Playwright Simon Stephens was announced as the Chair of the Judges for the Bruntwood Prize for Playwriting 2011. You can read a copy of his speech at the launch event here in full:
It’s a real privilege to be asked to chair this year’s Bruntwood Prize for Playwriting. The last five years have seen an unprecedented level of playwriting in this country. Theatres throughout the country have committed to producing new plays by new writers to a remarkable degree. The Bruntwood Prize has been at the vanguard of this movement.
It is as exciting as it is appropriate that this evening’s launch should coincide with the last few rehearsals of Andrew Sheridan’s remarkable debut play WINTERLONG and with the opening night of Vivienne Franzmann’s brilliant MOGADISHU, the last winners of the competition. They are testimony to the impact and importance of this award. It means a huge amount to me personally to be here at the Exchange, a theatre that has staged four of my plays in the past and that in the past decade especially has positioned new plays at the heart of its artistic policy.
It’s a curious time for theatre and potentially a troubling time. The savagery and suddenness of the cuts made across the public sector by the Tory led government has been startling. Theatre has been and will be affected by those cuts as severely as will the army or the police, education or social services. The consequences of those cuts may seem less alarming than a school or a community centre being closed, or a soldier in Helmund Province or an ambulance driver in Longsight being poorly equipped. But I don’t think we should think of ourselves as playing a kind of cut back Top trumps with other public services. We’re all threatened. The wealth and energy of the theatre culture in this country dignifies us. It has for the past four hundred years. We’re a better country for it. The particularity of the playwright in British theatre is unique. It has made British plays the envy of the world in a way that say British footballers aren’t. We’ve found something that as a country we appear to be good at. I think that’s something to value. I am nervous that the savagery of those cuts could damage the conditions in which playwrights have been able to work. And subsequently, in effect, that something valued is threatened.
Theatres face contraction and that contraction may result in a more tentative approach to programming, as necessarily cost and marquee casting opportunities become considerations even in theatres with a determined artistic policy.
The Bruntwood Prize allows and encourages freedom and confidence in form and content in a way that may seem increasingly difficult to sustain elsewhere. This is an opportunity for more playwrights than any other competition allows to write exactly the play that they most want to write at a time when that confidence becomes increasingly difficult to support.

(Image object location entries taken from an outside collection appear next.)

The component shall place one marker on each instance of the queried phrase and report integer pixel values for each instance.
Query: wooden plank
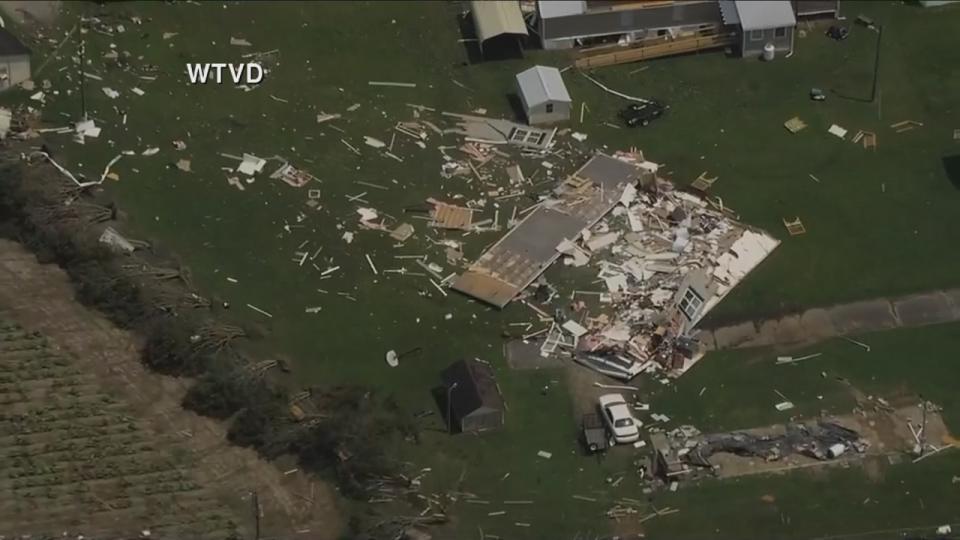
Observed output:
(647, 52)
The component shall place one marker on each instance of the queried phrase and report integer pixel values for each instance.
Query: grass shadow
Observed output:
(439, 394)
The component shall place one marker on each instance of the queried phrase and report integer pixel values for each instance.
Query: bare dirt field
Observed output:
(73, 384)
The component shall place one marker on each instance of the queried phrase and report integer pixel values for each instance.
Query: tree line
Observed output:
(342, 432)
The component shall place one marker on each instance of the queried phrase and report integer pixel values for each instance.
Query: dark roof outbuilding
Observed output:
(10, 45)
(476, 387)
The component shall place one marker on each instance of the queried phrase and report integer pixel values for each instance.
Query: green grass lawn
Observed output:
(879, 223)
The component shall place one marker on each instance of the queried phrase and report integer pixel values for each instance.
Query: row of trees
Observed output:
(348, 428)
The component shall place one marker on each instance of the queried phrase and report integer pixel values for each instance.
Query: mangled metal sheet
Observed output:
(531, 247)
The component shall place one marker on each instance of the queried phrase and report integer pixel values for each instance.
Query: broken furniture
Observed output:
(794, 124)
(794, 227)
(702, 183)
(529, 249)
(448, 216)
(292, 176)
(868, 139)
(906, 125)
(473, 400)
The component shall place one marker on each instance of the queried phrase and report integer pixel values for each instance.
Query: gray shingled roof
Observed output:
(541, 84)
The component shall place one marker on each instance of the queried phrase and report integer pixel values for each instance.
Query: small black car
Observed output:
(641, 114)
(838, 33)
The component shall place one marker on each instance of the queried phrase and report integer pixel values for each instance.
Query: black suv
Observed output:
(641, 114)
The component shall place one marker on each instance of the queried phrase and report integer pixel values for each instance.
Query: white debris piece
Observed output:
(616, 282)
(393, 360)
(574, 328)
(367, 214)
(87, 128)
(251, 165)
(5, 117)
(323, 117)
(838, 131)
(602, 241)
(376, 143)
(115, 240)
(629, 195)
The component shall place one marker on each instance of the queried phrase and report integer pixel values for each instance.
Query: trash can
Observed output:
(769, 51)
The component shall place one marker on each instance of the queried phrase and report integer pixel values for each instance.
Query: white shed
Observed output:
(14, 60)
(543, 95)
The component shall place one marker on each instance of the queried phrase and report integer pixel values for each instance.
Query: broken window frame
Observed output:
(690, 298)
(527, 136)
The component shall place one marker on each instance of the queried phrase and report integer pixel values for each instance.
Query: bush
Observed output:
(169, 350)
(222, 391)
(351, 442)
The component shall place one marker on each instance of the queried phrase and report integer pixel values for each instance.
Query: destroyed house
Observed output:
(14, 60)
(474, 402)
(564, 24)
(577, 204)
(544, 96)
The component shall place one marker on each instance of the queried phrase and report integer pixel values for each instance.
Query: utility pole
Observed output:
(923, 427)
(876, 66)
(83, 78)
(256, 515)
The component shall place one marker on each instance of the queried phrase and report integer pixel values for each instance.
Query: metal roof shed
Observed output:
(543, 95)
(493, 18)
(765, 14)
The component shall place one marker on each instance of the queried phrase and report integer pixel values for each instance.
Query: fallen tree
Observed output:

While I am nervous about the fragility of the conditions of work for playwrights over the next five years I am also fascinated to see how playwrights respond to these shifting conditions and this shifting country. Some of the most startling plays of the last fifteen years have been born out of a particular relationship between the writer and the country. Playwrights have been disappointed or ironic, searching or uncertain. Certainly that uncertainty has defined a lot of my work over the past ten years. I’m not sure that uncertainty is appropriate any more. When I read plays by writers younger than me, the plays of Mike Bartlett for example or here in Manchester Alistair McDowall, I find an anger and a confidence that I think my own plays have lacked. Certainly it sits under the energy of Andy and Viv’s plays I think.
I wonder if that anger and that confidence has become a more necessary position to take. I am fascinated to see how it will manifest itself in the plays we read for the competition this year. Playwrights at their best are a counter-intuitive disobedient bunch. I don’t expect and certainly don’t hope that we will find plays dominated or even defined by lengthy angry monologues or polemic. But I think there will be a change in the ways in which playwrights use and juxtapose metaphor and image, structure and dramatic action to explore that which they want to explore or say what they want to say. I think this year’s Bruntwood Prize for Playwriting could be at the vanguard of that change. The plays we read could offer us an insight into those shifts in this country that is as illuminating and energizing as the shifts are unsettling.
In that sense I can’t wait to start reading.